Einfach hat es Khalida auch hier in Deutschland nie gehabt. „Am Anfang bin ich in der Schule viel gemobbt worden, mein Deutsch war noch so schlecht.“, erzählt sie. Außerdem hatte die Familie jahrelang keine Sicherheit, ob sie in Deutschland bleiben dürfen, die Ungewissheit lastete schwer auf allen. Aber vor allem auch auf dem jungen Mädchen, das die Eltern zu allen Behördengängen begleitet hat, um zu übersetzen. „Ich bin die Chefin in der Familie“, sagt sie selbstironisch und ihr Bruder ergänzt „oder Betreuerin, so könnte man auch sagen“. Khalida hat von ihrem ersten selbstverdienten Geld, das sie von einer Zeitung bekommen hat, einen Drucker gekauft, damit sie die Behördenbriefe selbst ausdrucken kann. Inzwischen ist der Aufenthaltsstatus der Familie endlich geklärt und sie wissen, dass sie hier bleiben dürfen. „Das ist eine große Erleichterung für uns alle!“ Das bedeutet, dass auch endlich die Eltern Deutschkurse besuchen dürfen und in Zukunft vielleicht nicht mehr immer alles von der ältesten Tochter geregelt werden muss.

Sie wird dafür auch weniger Zeit haben, denn seit diesem Schuljahr besuchen die Geschwister die Realschule, Khalida will dort einen ebenso guten Abschluss machen, dann Abitur und studieren. Sie weiß auch schon genau was: Sie will Juristin werden und später mal anderen Geflüchteten im Asylverfahren helfen. Sie arbeitet bereits mit einem Minijob in einer Rechtsanwaltskanzlei, die vor allem auf Asylrecht spezialisiert ist. Die Schülerin ist dort mit ihrer Mehrsprachigkeit eine große Hilfe.
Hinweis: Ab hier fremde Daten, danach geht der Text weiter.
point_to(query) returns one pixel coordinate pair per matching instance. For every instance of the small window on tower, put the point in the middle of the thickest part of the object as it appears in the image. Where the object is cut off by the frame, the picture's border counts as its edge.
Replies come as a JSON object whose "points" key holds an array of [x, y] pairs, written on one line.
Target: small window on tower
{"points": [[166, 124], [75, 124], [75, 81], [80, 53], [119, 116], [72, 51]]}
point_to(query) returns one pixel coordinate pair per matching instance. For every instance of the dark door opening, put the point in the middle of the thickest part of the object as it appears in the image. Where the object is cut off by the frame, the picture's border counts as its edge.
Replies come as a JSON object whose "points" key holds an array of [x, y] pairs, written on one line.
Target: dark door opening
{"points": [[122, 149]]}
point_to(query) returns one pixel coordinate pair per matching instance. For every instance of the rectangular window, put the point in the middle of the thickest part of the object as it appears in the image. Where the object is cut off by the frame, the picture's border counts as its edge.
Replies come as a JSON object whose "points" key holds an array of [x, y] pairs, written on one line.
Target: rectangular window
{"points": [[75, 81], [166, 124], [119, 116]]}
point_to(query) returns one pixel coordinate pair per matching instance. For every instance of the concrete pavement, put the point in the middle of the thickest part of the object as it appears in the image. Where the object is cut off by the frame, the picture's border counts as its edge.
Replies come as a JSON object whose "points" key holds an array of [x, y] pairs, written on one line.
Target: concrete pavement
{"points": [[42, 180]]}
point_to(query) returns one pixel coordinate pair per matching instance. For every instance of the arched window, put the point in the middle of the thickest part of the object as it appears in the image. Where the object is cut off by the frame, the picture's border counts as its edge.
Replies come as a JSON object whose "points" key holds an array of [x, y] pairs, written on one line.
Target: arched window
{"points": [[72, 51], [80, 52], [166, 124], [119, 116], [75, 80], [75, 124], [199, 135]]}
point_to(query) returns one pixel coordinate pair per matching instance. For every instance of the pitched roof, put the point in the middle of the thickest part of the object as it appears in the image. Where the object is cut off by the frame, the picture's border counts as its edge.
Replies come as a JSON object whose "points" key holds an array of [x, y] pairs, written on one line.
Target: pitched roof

Sie berichtet: „Mit meinen Sprachkenntnissen werde ich viel Chancen haben, obwohl Übersetzen schon anstrengend ist. Aber wenn jemand nicht so gut deutsch kann, helfe ich natürlich, das macht mir auch viel Spaß!“ Bei Gericht war sie auch schon dabei, da sind doch einige Begriffe gefallen, die sie nicht verstanden hat. Die schreibt sie sich auf und schlägt sie später nach. Die Stelle in der Kanzlei hat sie sich allein organisiert, in dem sie dort zunächst zweimal ein Praktikum gemacht hat. „Ich hab an alle Anwaltskanzleien in München Bewerbungen geschickt.“, erzählt sie – Durchhaltevermögen hat sie auf jeden Fall!

Bei Büchern hält sich vor allem Khalida am liebsten auf. (Fotos: Arif Haidary / Instagram art_arif)

 

Auch wenn Khalida laut Zaki schon mit 11 Jahren wusste, dass sie Anwältin werden will, hat sie sich noch nicht ganz festgelegt: in diesem Jahr macht sie noch ein Praktikum im Krankenhaus und beim Jobcenter. „Oder ich werde Sozialpädagogin wie Frau Siebenbürger, da hilft man auch so vielen Menschen.“ Birke Siebenbürger ist die Leitung unseres Fachbereichs für Kinder und Jugendliche und hat damals die Familie betreut und beraten. Die Aussicht, Khalida später vielleicht als Kollegin oder Anwältin zu haben, gefällt auch ihr ziemlich gut.

Khalida ist ein selbstbewusstes und selbstbestimmtes Mädchen geworden – kein Vergleich zu dem völlig erschöpften und psychisch belasteten Kind, das vor drei Jahren die erste Therapiestunde bei Refugio München hatte. Sie lässt sich nicht mehr einschüchtern: „Mir sagt keiner, was haram ist und niemand darf anderen vorschreiben, wie sie zu leben haben. Ich überlege auch immer gut, was ich zu anderen Menschen sage, weil Wörter sehr verletzend sein können.“

Wenn Sie Khalida und Zaki gegenübersitzen, sie erzählen hören und sehen wir ihre Augen glänzen, wenn sie davon sprechen, was sie noch alles erreichen wollen und wem sie alles später mal helfen wollen, dann kann man gar nicht anders als die gemeinsamen Chancen zu sehen. Chancen, die wir als Gesellschaft geschenkt bekommen, wenn wir die jungen Menschen, die vor Krieg und Gewalt geflohen sind, aufnehmen, ihnen helfen und sie in unserer Gesellschaft wachsen lassen.